Siaway, who is also the CEO of the Mulbah Rubber Estate in Margibi County, said many of the local processors are encountering the problems of poor infrastructures, unstable electricity supply and the lack of access to finance to become off-takers just like the Firestone.  

“With more investment in local rubber processing, farmers can get a sustainable market. We have other concessions in the sector which, if strengthened, could help mitigate the current challenge,” Siaway reiterated.

She said the government has since recognized the need for value addition in the small-scale rubber sector to address the issue of the market constraint, but not much has been done.

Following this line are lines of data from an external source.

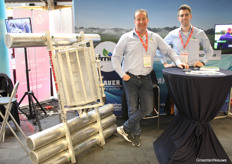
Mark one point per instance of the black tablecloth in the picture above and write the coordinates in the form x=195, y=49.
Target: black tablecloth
x=190, y=137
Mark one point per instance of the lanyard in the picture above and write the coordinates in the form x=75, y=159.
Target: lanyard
x=181, y=39
x=144, y=45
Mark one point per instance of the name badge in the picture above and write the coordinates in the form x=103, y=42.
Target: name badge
x=184, y=57
x=146, y=60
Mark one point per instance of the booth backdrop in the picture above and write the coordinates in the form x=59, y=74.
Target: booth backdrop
x=111, y=19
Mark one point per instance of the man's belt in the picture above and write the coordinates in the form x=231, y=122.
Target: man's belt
x=137, y=76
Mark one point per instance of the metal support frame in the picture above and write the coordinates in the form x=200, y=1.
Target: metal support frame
x=68, y=63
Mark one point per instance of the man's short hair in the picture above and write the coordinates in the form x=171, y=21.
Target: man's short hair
x=185, y=7
x=140, y=11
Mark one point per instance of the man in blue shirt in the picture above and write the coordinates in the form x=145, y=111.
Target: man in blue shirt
x=186, y=41
x=133, y=59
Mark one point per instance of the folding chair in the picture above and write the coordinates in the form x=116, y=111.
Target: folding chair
x=8, y=101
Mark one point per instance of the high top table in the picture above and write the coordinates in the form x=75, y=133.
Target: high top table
x=190, y=138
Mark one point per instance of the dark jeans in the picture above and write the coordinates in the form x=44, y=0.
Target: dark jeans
x=139, y=95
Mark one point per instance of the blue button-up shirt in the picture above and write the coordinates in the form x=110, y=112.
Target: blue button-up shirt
x=129, y=51
x=193, y=47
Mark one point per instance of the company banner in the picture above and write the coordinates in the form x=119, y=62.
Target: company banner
x=37, y=58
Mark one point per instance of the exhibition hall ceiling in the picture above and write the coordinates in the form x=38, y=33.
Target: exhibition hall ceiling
x=34, y=1
x=51, y=4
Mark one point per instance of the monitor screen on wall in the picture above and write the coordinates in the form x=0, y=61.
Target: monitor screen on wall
x=18, y=25
x=223, y=37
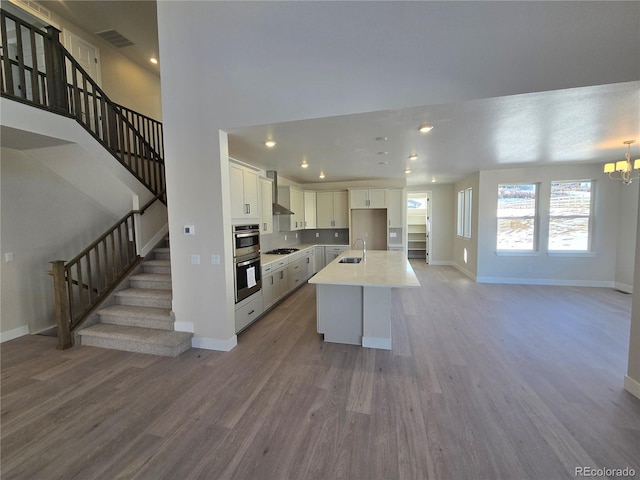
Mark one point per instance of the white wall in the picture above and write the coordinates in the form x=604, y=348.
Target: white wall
x=627, y=219
x=598, y=269
x=43, y=219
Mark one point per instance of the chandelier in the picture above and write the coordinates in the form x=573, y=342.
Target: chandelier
x=623, y=169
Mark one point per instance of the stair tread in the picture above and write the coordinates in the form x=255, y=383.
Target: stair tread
x=145, y=292
x=137, y=334
x=158, y=277
x=135, y=311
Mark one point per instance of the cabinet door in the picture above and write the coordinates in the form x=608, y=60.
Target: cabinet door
x=250, y=184
x=358, y=199
x=309, y=209
x=395, y=207
x=341, y=209
x=236, y=183
x=378, y=198
x=324, y=210
x=266, y=206
x=268, y=298
x=297, y=201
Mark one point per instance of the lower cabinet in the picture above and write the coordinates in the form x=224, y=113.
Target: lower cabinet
x=249, y=311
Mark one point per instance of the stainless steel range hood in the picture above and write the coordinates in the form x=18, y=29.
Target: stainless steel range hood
x=277, y=208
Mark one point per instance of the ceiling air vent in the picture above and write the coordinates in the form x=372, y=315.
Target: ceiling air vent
x=115, y=38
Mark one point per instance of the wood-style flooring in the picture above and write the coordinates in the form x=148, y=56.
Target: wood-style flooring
x=483, y=382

The natural rubber sector has and continues to be the single most economically viable agricultural commodity in the Liberian economy. 

Statistics show that the country exported natural rubber valued at 193.7 million United States dollars in 2021, ranking as the eleventh largest natural rubber exporting country worldwide.

The small-scale rubber sector provides thousands of jobs for Liberians, but it still remains underdeveloped since the end of the country’s civil war.

Currently, the low price of rubber is severely impacting the business of many smallholder rubber farmers whose plantations still have not yet improved.

The Rubber Development Fund INC (RDFI) policy calls for the rehabilitation of smallholder rubber farms and the need to invest more in value addition.

But Siaway said the government has failed to prioritize the policy over the years and, as a result, smallholder farmers continue to suffer. 

“The prevailing circumstances where the Firestone Rubber company has limited the purchasing of rubber from farmers, thereby causing serious economic problems in the small scale rubber sector, should be taken seriously by the government,” she said. 

“For the past six months, Firestone has been unable to take the products from the farmers. Farmers really find it difficult when the company says it has surplus rubber in their warehouses and they can’t have any more space to get the rubber from the farmers. This is a disaster in the sector as farmers in distant areas find it very difficult to market their rubber,” she sadly mentioned.

The former rubber association president said the farmers do not know how long this situation will last. 

“This situation makes us understand that we the farmers have to see the importance of adding value to the rubber by doing minor processing. We must get involved in producing ribbed smoked sheets (RSS). Drying the rubber to be able to sell to Firestone or export outside of Liberia is the way out, or else it will continue to become a challenge,” she explained.

Siaway said that the farmers are paying their taxes to the government and so there must be a reason to find a solution to the current situation.

“This will continue to remain a very serious challenge for the farmers and the government when it comes to revenue collection. The sector has a larger population that creates employment opportunities,” she added.

She stressed the need for the country to also get involved in the manufacturing of rubber.

“We as a country can also share a greater benefit for the international community — the world — to have some breakthroughs. But here we are only exporting the raw produce and adding no value. [Meanwhile] the cost of tires is very much expensive and the raw materials taken from here to manufacture those materials are bought cheaply from the farmers,” she explained.